03 maio 2007

O bom oportunismo político e o mau ideologismo


O debate político é exterior à filosofia política; a acção política é indiferente ao rigor ideológico. Neste particular, o estreito ideologismo do século XIX - o tal que levou às grandes tragédias do século XX - esvaziou-se. Entre ir a um templo ou deixar-se deslumbrar por uma religião política, é preferível optar pelo templo/sinagoga/mesquita/igreja. As religiões políticas não resistem à atmosfera temporal, sofrem de acelerada caducidade e com o passar das décadas deixam de inspirar fé, paixão, ódio e motivação. Como lembrou Steiner, há hoje um pouco por toda a parte uma nostalgia do absoluto, desse tempo sem tempo que ligava o imaginário dos homens ao primeiro momento: a revelação de Javé a Moisés, a pregação de Cristo, a iluminação de Maomé.

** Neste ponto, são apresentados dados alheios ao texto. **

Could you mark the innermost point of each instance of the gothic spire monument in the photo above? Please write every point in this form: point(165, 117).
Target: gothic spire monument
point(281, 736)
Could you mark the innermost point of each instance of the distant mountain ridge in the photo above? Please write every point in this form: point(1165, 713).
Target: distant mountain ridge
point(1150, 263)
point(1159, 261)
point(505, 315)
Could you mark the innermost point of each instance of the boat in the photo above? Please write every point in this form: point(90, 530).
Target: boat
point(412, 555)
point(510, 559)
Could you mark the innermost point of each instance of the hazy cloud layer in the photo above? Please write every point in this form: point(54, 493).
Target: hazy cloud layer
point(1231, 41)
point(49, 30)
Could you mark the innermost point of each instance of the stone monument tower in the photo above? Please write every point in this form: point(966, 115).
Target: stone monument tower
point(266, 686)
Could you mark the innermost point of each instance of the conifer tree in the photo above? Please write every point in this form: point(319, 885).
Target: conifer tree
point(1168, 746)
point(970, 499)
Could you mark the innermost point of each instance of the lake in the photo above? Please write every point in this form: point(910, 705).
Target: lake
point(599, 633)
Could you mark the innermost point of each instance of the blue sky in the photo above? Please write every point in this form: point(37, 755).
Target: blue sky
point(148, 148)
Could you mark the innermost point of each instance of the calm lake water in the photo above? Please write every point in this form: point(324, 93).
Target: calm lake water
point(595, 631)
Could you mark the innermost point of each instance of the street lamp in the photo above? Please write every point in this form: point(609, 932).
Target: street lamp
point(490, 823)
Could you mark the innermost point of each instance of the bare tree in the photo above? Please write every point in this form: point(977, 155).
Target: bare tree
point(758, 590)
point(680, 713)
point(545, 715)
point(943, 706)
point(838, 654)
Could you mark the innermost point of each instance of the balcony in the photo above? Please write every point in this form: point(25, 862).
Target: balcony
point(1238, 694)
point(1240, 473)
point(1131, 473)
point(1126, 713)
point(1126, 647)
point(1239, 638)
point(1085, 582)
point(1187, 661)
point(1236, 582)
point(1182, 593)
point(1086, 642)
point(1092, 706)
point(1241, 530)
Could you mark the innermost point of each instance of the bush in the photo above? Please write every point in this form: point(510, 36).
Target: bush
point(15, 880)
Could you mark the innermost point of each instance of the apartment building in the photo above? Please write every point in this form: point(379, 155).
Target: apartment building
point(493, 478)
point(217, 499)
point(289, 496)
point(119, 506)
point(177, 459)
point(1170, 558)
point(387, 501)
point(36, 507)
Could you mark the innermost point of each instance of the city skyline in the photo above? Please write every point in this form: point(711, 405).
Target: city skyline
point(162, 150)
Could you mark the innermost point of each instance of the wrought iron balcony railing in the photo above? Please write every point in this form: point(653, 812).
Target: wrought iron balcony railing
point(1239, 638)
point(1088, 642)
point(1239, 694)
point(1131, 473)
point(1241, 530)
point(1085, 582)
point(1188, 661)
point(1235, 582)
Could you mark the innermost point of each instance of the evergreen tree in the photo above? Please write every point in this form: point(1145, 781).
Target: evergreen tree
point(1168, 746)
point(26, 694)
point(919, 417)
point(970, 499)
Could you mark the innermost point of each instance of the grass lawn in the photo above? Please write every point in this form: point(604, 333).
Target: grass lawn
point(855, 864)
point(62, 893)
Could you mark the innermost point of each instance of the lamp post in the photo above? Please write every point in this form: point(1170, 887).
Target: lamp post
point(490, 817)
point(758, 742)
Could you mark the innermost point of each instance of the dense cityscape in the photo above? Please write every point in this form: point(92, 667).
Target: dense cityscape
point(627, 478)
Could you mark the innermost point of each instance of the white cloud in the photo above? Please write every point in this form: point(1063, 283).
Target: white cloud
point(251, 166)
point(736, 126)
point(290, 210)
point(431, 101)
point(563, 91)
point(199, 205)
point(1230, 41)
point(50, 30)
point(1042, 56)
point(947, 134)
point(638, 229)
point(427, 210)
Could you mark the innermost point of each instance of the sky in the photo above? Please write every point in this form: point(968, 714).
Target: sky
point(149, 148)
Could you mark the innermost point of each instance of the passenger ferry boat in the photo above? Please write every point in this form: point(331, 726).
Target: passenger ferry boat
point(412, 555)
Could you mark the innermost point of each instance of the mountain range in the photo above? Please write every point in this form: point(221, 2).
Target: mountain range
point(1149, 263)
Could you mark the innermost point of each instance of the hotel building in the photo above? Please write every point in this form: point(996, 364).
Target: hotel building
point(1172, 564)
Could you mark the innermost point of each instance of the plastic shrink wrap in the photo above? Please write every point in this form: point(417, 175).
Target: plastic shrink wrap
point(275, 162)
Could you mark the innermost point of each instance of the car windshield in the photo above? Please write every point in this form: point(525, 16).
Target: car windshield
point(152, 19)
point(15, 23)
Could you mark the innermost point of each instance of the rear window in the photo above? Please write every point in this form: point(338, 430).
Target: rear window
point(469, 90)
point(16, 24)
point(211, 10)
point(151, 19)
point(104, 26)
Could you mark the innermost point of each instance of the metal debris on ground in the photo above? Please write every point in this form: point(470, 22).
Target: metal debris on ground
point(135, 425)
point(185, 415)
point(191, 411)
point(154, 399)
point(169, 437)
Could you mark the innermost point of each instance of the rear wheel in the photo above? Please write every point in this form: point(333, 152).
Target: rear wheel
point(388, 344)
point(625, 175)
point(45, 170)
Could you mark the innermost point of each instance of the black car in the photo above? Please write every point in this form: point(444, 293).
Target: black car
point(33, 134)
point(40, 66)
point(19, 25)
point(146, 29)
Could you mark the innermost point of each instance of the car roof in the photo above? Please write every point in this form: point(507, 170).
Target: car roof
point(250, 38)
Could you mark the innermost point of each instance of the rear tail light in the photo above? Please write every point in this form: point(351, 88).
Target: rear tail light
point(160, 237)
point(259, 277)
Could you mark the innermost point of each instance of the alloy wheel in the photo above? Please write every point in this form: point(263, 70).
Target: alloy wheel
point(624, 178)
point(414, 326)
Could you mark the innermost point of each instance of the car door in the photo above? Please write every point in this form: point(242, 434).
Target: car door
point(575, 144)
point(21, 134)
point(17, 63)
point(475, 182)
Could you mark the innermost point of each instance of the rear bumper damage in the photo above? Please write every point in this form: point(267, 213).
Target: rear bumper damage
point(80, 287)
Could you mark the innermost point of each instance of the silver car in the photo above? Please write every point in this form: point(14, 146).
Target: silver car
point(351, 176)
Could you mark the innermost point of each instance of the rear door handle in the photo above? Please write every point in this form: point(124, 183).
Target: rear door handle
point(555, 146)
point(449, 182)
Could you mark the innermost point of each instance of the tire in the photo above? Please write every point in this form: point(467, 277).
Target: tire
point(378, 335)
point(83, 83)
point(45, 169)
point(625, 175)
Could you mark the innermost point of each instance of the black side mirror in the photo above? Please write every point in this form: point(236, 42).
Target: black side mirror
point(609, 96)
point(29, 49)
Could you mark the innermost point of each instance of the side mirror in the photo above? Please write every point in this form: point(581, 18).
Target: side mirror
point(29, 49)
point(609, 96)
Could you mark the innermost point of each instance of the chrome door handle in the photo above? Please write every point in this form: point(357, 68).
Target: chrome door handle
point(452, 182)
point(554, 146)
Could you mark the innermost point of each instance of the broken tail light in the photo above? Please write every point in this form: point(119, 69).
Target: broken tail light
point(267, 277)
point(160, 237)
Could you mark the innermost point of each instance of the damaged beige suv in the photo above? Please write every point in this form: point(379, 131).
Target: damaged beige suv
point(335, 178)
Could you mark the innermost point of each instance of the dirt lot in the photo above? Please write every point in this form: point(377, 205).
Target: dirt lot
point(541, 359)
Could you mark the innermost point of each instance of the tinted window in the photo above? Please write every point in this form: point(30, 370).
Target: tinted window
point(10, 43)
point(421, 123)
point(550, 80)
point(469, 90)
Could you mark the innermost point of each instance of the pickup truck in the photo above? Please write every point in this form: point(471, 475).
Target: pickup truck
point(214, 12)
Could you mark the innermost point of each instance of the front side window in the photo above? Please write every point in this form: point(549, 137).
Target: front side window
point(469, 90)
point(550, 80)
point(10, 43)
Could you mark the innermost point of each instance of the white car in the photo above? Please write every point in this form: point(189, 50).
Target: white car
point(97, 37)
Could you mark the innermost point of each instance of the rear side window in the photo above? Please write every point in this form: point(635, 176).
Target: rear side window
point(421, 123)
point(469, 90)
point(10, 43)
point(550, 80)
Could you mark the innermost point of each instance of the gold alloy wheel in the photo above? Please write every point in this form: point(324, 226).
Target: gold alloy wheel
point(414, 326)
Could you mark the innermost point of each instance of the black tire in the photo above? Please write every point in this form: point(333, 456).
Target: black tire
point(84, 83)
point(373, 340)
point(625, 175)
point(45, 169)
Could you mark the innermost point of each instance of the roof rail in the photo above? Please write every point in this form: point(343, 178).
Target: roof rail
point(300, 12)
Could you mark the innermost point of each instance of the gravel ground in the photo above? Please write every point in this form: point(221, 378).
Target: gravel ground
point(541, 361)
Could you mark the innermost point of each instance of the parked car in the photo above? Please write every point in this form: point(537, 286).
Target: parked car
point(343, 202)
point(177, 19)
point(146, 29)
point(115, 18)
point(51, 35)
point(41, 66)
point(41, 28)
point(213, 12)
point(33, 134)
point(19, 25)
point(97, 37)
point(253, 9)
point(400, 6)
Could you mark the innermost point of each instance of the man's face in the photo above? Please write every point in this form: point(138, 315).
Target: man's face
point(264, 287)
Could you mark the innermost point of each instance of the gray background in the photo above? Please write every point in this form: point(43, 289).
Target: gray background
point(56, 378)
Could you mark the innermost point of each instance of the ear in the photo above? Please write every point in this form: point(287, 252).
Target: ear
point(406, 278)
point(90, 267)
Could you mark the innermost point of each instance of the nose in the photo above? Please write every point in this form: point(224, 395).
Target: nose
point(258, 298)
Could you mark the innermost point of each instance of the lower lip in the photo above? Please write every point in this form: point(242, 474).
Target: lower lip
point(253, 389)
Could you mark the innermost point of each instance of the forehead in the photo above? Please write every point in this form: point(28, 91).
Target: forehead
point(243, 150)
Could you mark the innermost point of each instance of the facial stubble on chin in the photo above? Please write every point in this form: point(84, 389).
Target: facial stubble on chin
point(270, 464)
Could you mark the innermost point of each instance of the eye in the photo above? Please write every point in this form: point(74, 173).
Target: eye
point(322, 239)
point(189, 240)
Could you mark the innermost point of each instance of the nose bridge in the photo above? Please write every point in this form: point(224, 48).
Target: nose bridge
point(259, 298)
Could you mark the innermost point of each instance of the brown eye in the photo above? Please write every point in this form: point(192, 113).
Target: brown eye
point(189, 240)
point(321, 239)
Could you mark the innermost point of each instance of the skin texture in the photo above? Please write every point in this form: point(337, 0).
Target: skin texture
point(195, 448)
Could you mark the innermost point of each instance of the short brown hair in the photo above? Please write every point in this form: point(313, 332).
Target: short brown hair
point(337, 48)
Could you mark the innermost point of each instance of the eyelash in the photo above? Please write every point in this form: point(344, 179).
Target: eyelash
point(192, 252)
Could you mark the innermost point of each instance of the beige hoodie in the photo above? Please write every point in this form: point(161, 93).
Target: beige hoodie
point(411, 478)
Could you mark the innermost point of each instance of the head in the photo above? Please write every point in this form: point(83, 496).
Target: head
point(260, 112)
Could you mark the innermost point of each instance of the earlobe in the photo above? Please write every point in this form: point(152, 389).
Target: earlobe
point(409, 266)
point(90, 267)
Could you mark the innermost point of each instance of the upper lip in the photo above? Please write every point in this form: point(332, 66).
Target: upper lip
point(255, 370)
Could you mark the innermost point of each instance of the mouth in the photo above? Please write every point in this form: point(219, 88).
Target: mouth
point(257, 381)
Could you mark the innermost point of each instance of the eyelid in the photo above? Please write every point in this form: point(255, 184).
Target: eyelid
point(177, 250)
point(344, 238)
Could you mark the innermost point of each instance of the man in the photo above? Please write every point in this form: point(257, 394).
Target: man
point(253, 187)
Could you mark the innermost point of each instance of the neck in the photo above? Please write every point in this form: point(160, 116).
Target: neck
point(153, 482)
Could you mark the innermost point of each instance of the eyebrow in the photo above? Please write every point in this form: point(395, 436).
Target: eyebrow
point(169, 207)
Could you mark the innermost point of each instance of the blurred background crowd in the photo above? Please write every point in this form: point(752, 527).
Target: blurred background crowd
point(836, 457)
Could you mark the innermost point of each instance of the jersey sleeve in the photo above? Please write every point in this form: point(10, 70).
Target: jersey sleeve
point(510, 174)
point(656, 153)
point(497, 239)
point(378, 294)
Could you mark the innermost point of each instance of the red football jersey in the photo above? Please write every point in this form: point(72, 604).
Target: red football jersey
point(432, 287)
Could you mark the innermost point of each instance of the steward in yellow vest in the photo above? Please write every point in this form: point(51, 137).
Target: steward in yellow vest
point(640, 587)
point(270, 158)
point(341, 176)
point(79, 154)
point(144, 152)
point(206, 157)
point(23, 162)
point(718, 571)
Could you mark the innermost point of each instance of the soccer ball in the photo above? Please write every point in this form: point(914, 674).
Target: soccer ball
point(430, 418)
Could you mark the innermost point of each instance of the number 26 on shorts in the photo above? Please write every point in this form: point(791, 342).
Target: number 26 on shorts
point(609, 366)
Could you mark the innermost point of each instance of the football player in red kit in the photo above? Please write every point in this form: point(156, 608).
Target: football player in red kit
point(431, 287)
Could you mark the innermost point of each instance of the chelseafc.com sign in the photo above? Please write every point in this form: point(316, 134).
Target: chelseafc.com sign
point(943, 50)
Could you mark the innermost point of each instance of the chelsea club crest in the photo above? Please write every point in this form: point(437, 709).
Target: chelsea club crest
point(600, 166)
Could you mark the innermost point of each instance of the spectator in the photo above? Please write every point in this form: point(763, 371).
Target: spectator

Depois, as religiões reveladas sofreram fortes abalos causados pela impugnação hermenêutica e historiográfica, pelo comparatismo e pela semiologia Eis que vieram os ideólogos, cheios de clareza, sistemas fechados mas coerentes, de uma coerência tal que a curto prazo se viram literalmente ultrapassados, desautorizados e excomungados pela ciência. Marx não publicou os últimos textos sobre materialismo, pois sabia encontrarem-se feridos de morte pelas descobertas entretanto surgidas no domínio da Física. As loucuras destemperadas do "racismo científico" eram, ao tempo em que ganharam relevância ideológica, verdadeiras abominações contra a ciência: a biologia, a citologia, a genética, a antropologia física rebateram uma a uma as convicções racistas.


De súbito, com o racismo ideológico fora de campo, com o marxismo transformado em preciosidade museológica, com o "pensamento social-cristão" marcado e datado, com o "tradicionalismo" revelado como um mito de uma medievalidade jamais comprovada, tudo desabou. As direitas ficaram orfãs, as esquerdas nuas e o centro cresceu. O surgimento dessa nebulosa invertebrada que dá pelo nome de Centro é consequência do afundamento generalizado da certeza. O ocaso das ideologias políticas e do doutrinalismo, lembrados por Uscatescu e por Daniel Bell, abriu portas à tão abominada "tecnocracia". Para o homem comum, importa mais aferir os resultados de uma boa governação - a que provê pão, trabalho, segurança e felicidade - que derimir sobre a fundamentação anterior - eu diria exterior e inaplicável - daquilo que anima a acção governativa. Há um bom-senso - talvez a única característica palpável nas pessoas - que as leva sem grandes razoamentos a escolher entre o bem e o mal, e escolher sempre entre o mal-menor face ao mal. Ora, a política com ideias mas sem ideologia (e até sem doutrina) não nos parece flagelo maior, conquanto - e cá está o bom-senso - não se coloque em causa nenhum dos pilares da vida colectiva: a nação, a liberdade da sociedade, as liberdades de todos e de cada um.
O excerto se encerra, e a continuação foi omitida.